2 Ekim 2015
Türk şiirinin ustalarından Özdemir Asaf'ı anlatan “Bir Usta Bir Dünya: Özdemir Asaf-Tüm dünyayı kucaklamak istedim; kollarım yetişmedi” sergisi önceki gün Caddebostan Kültür Merkezi'nde açıldı. Açılışa, şairin üç evladı; Seda, Olgun ve Gün Arun katıldı. Arun'lar oldukça doluydu. Hepsi yaşadıkları ‘kültür terörizmini' dile getirdi.
Nedir sizi bunca öfkelendiren?
Bunları hiç konuşmadım, ilk kez söylüyorum. İnternette Özdemir Asaf'a ait olmayan birçok şiirin altına imzası atılıyor ve paylaşılıyor. Gazeteci-yazarlar da bunu yapıyor. Bakın isim de veriyorum. Hıncal Uluç, Nazlı Ilıcak ve Ali Eyüboğlu.

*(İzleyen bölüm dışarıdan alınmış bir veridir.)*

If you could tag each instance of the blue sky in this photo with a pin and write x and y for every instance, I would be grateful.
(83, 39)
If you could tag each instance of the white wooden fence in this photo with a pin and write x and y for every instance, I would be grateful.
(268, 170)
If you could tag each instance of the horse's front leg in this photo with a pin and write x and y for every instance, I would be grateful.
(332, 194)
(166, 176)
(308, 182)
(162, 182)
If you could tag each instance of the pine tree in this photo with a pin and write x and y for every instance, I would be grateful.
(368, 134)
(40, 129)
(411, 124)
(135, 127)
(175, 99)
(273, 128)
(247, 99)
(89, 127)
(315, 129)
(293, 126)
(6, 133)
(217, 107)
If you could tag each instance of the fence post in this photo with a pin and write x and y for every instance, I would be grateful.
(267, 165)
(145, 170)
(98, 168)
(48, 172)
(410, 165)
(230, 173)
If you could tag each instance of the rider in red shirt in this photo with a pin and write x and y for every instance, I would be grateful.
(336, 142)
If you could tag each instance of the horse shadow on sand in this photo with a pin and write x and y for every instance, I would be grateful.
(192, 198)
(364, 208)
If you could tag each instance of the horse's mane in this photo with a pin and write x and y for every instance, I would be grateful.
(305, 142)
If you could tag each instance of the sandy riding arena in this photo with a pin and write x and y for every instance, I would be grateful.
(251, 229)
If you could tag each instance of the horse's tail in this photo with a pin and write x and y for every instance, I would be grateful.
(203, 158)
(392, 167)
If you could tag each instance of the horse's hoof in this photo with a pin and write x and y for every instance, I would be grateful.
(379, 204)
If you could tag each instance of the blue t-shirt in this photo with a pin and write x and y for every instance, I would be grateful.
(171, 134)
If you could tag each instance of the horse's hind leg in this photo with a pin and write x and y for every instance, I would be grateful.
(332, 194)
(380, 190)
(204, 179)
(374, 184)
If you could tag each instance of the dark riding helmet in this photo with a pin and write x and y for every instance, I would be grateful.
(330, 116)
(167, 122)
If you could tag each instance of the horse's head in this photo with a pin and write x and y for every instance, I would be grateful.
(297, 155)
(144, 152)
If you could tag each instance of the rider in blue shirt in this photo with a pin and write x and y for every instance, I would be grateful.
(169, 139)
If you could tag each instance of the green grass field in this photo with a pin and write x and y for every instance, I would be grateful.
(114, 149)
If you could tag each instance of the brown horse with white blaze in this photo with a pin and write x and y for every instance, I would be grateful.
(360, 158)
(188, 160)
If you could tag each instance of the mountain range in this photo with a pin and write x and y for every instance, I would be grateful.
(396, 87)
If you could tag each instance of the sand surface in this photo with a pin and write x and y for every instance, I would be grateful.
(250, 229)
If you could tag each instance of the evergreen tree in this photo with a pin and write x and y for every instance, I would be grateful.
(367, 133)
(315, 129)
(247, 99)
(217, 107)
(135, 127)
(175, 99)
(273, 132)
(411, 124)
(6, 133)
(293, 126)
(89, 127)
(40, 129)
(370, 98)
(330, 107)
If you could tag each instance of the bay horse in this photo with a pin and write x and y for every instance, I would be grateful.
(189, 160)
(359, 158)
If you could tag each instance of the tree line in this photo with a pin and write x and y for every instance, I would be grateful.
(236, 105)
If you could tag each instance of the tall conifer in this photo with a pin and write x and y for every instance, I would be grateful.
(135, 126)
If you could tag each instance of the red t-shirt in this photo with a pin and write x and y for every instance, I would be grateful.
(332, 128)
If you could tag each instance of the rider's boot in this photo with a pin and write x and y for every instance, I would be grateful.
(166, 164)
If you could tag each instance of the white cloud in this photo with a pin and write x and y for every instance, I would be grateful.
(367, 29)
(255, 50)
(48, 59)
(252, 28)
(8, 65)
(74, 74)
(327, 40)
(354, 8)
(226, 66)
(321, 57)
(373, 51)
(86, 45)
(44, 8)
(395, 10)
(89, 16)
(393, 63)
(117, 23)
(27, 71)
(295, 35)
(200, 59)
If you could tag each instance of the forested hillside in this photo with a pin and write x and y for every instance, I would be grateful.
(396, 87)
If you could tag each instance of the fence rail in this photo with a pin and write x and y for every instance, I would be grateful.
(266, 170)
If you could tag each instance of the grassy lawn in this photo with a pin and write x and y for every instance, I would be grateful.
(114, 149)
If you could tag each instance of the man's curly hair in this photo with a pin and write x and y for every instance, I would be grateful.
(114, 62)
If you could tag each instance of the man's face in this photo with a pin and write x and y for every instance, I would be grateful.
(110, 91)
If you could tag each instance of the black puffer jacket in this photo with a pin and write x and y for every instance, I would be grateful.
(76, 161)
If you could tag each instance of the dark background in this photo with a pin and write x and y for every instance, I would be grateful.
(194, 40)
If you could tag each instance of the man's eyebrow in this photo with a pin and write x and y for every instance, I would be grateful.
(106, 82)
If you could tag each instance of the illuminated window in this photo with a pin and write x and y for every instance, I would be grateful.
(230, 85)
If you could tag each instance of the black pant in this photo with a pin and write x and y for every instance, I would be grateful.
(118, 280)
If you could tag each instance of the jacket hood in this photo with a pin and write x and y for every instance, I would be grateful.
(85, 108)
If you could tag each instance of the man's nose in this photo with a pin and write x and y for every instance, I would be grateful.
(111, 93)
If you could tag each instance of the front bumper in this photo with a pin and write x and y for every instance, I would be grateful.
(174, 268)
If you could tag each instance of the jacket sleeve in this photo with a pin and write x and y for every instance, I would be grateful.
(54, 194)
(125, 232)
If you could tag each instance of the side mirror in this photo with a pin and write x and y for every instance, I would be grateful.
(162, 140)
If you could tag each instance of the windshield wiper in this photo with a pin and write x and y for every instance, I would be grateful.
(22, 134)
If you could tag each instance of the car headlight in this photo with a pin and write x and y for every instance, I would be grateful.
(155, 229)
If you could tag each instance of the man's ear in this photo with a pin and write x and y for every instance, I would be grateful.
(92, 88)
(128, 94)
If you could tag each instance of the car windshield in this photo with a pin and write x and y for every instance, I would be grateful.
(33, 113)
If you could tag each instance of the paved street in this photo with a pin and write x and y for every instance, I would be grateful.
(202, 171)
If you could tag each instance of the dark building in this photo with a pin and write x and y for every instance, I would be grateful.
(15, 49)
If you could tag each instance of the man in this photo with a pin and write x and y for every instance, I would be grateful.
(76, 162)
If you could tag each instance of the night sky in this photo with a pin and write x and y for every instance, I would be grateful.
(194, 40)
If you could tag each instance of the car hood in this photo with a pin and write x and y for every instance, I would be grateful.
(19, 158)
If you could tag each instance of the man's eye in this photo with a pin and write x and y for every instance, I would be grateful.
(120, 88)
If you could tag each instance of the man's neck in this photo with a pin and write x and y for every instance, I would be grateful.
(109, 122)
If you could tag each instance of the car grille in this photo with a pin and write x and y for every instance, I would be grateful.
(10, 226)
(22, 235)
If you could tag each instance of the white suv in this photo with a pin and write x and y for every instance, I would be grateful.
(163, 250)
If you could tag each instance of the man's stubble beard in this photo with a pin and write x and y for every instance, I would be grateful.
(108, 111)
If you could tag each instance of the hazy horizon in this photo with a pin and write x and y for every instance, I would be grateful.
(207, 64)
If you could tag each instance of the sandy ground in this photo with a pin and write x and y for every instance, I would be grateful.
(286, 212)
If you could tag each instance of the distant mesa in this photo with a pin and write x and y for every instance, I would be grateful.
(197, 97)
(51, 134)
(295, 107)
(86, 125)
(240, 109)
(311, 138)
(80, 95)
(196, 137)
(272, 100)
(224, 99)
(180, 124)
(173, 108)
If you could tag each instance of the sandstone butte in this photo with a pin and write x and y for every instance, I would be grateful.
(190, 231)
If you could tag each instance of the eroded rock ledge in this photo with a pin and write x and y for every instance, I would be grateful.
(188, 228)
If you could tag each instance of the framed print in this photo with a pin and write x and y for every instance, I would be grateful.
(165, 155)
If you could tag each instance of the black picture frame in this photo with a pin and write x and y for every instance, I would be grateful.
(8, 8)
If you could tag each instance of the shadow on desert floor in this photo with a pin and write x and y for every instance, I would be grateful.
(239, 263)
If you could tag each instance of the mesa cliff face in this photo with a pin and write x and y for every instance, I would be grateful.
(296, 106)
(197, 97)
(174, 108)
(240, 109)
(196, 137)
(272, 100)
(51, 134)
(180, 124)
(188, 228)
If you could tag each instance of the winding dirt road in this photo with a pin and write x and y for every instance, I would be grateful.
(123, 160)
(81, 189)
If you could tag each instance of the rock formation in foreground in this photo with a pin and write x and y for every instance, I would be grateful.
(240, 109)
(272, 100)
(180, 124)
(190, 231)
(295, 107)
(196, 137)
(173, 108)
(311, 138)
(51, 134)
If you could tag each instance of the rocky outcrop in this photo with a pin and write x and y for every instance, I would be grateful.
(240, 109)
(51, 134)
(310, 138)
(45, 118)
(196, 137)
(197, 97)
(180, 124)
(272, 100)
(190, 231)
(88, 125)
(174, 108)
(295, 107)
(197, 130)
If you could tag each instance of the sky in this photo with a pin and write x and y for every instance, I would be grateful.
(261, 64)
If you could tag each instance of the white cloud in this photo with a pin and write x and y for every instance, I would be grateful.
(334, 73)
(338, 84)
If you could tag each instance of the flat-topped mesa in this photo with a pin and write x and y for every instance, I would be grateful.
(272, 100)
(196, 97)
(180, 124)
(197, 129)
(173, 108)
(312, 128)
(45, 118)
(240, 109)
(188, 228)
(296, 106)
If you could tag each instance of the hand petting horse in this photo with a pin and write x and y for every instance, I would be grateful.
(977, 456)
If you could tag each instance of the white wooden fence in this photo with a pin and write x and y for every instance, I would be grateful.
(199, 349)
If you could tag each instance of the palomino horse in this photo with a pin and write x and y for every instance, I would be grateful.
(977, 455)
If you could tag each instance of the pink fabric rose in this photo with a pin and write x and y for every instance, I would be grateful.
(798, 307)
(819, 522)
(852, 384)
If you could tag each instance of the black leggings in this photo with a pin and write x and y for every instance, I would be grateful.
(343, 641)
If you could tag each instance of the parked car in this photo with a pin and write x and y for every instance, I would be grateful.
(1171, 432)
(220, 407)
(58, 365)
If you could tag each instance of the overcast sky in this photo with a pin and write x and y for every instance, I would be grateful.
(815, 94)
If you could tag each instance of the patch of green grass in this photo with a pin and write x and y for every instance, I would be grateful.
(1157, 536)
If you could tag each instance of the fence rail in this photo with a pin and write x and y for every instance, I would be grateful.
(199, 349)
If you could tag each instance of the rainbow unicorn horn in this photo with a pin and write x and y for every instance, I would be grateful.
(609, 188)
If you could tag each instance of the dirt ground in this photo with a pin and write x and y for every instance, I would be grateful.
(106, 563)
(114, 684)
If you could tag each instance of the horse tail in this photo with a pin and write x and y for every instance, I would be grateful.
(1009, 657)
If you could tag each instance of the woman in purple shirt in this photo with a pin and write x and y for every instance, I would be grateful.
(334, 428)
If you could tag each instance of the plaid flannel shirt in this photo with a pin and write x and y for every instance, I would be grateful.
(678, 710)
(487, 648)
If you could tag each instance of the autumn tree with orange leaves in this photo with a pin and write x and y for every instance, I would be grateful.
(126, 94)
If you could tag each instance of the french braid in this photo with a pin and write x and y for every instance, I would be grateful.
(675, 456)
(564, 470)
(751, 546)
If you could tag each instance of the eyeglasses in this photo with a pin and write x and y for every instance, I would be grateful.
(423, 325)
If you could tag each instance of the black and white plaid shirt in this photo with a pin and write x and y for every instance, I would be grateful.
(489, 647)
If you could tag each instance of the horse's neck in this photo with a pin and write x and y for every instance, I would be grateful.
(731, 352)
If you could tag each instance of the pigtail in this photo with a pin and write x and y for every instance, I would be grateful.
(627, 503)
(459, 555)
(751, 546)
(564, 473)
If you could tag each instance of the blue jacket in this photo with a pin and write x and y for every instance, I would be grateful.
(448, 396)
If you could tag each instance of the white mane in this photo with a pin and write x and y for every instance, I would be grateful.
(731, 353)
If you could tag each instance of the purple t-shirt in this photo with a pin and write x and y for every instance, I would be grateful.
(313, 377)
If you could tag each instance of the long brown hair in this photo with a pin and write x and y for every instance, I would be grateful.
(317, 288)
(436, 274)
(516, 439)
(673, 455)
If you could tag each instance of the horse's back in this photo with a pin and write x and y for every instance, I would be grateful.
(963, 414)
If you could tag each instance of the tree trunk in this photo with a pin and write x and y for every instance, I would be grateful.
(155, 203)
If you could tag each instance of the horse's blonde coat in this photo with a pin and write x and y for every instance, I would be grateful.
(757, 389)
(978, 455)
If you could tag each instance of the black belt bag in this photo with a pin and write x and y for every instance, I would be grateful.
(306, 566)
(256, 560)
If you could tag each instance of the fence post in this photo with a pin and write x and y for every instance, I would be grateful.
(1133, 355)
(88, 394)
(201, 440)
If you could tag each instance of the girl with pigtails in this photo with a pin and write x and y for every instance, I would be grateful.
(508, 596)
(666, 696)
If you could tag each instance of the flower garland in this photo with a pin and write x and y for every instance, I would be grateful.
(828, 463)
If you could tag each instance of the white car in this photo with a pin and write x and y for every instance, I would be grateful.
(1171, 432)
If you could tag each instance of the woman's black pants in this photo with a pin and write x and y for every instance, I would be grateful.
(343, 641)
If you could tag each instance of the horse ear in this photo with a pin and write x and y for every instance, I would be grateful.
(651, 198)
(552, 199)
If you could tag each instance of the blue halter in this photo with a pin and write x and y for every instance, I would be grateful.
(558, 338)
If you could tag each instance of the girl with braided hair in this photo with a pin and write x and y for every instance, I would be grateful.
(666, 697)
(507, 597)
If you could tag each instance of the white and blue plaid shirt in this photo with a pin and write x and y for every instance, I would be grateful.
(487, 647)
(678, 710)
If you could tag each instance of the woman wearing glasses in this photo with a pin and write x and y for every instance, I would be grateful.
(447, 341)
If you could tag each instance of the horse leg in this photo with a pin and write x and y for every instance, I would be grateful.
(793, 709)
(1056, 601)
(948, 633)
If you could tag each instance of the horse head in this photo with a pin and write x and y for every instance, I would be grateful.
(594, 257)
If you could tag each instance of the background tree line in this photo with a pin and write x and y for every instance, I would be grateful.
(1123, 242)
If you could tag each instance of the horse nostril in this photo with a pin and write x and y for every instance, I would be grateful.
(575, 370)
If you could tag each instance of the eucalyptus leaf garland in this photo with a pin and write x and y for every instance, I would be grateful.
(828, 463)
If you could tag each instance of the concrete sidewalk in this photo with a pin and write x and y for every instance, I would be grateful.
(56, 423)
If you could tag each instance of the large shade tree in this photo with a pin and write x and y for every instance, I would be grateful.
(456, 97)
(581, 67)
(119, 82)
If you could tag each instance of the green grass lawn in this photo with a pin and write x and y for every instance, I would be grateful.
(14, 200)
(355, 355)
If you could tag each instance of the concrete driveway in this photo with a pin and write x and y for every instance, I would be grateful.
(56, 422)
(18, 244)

Bazı sitelere zaman zaman uyarı gönderiyorum, ama yanlışta ısrar ediyorlar. Üstelik kitap hediye ettiğim arkadaşlarım bile ısrarla paylaşıyor.
Hınca Uluç ya da Nazlı Ilıcak hangi şiiri yanlış yazdılar?
“Benim beş yaşım, on yaşım, on beş yaşım” diye bir şiir var. Çok uzun bir şiir. Doksan yaşına kadar devam ediyor. Bu şiir babama ait değil elbette. Ama internette şiirin altında babamın dört dizeden oluşan “Do” şiiri eklenmiş. Üstteki dört dizenin üzerinde bir isim olmadığı için diğer şiiri Do ile birleştiriyorlar. Nazlı Ilıcak da aynen alıp ‘Özdemir Asaf şiiri' diye yayınladı. Kendisine mail gönderdim, bir sonuç olmadı.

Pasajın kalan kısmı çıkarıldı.